Now I don’t like fantasy movies – don’t like sci-fi films for instance. I like to explore the depths of reality as it is lived. (I know we can talk about that, but another time.) Anyway, as you undoubtedly know, that original Hunger Games was fantasy, but also I’m afraid it said a lot about the reality of the human condition – about competitiveness, about willing to kill to win, about pandering to the crowd, about betrayal, about the banality of evil.

But it also had its good moments, its moments of virtue shining through – the little kid helping the heroin survive (albeit at the expense of others’ lives), and in the end, the two protagonists preferring suicide to the choice of one killing one another. And then the rescue by the authorities – not out of mercy, but out of pandering to the pleasure of the crowd, keeping the citizens happy with a spectacle.

The next day I was discussing the film with one of my dearest friends, and said that of course such savagery unfortunately is embedded deep within our genes, inherited from our ancestors who lived in tribes and survived because they were able to kill their enemies beyond their borders. The movie also reminded me of the spectators within the Roman Colosseum who cheered as Christians were torn apart by lions; of the families who would picnic and frolic as they watched a public hanging.

The difference now is that the world is entirely connected by the Internet, and those inclined to the violence within themselves are inspired to repeat and even outdo what they see on the screen – blowing up, slaughtering innocents in the process.

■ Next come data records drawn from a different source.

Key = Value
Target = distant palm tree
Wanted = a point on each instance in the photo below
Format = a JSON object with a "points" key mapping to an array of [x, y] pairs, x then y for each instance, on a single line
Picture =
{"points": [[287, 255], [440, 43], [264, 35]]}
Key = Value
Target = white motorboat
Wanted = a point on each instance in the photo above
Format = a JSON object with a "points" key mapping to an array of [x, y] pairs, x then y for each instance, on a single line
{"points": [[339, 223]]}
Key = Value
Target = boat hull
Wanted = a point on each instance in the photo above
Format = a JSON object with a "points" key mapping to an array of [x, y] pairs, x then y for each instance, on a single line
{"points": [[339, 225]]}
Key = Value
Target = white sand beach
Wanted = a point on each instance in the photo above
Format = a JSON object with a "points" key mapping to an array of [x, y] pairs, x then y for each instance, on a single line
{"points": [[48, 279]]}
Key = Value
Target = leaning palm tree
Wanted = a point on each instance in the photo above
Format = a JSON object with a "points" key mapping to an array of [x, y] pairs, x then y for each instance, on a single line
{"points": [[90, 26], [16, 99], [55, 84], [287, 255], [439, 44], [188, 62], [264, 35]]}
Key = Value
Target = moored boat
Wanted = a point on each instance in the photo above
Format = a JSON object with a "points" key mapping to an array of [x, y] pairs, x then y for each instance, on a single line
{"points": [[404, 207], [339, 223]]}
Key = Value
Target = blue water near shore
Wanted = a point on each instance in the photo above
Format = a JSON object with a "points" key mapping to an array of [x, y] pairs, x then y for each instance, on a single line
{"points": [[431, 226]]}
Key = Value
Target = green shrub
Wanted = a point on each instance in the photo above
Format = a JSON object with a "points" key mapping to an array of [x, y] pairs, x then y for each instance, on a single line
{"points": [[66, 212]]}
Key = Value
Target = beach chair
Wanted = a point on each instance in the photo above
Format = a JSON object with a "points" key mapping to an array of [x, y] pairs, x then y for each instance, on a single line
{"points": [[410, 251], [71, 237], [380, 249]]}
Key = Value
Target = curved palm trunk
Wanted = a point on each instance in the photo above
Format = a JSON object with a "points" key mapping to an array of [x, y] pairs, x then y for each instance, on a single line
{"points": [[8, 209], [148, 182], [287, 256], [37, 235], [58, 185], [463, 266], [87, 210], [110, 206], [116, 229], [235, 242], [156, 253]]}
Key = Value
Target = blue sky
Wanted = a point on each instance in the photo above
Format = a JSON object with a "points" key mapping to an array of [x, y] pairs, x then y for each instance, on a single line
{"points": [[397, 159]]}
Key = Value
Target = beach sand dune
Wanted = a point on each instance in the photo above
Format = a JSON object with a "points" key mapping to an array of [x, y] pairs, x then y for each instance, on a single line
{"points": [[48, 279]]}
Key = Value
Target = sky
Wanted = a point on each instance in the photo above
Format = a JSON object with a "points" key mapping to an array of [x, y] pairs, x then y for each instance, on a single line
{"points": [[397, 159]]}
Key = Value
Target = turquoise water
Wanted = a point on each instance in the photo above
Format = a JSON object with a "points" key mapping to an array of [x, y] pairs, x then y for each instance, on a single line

The very point being the slaughter of innocents and spreading terror in their wake.

So what is the answer? I have none. I have only the hope within me that in the end, the Good will triumph. Because along with the savagery within us is also unbelievable kindness and hospitality and caring for others – even strangers on a Friday night in Paris who come banging on neighborhood doors for refuge.

Charles Peguy — the early twentieth-century French poet who died charging out of a trench into a barrage of bullets during World War I — developed a beautiful metaphor for human hope as a bud out of which faith and life itself could grow. He writes, “Now I tell you, says God, that without that late April budding, without those thousands of buds, without that one little budding of hope, which obviously anyone can break off, without that tender, cotton-like bud, which the first man who comes along can snap off with his nail, the whole of my creation would be nothing but dead wood … my hope is the bloom, and the fruit, and the leaf, and the limb, and the twig, and the shoot, and the seed, and the bud. Hope is the shoot, and the bud of the bloom of eternity itself.” (From God Speaks, translated by Julian Green, New York: Pantheon Books, 1945, pp. 93 & 108)

I’ll end here with a quote from the prophet Isaiah, written to his people in exile, offering hope that one day their suffering would end and they would go home. Isaiah says:

Have you not known? Have you not heard?
The Lord is the everlasting God, the Creator of the ends of the earth.
He does not faint or grow weary; his understanding is unsearchable.
He gives power to the faint, and strengthens the powerless.
Even youths will faint and be weary, and the young will fall exhausted;
But those who wait for the Lord shall renew their strength,
They shall mount up with wings like eagles,
They shall run and not be weary,
They shall walk and not faint. (Isaiah 40: 28-31)
At this point, after Paris this past weekend, after 9/11, after all the innocent blood shed in between, maybe walking and not fainting is the very best we can do in the face of staggering evil.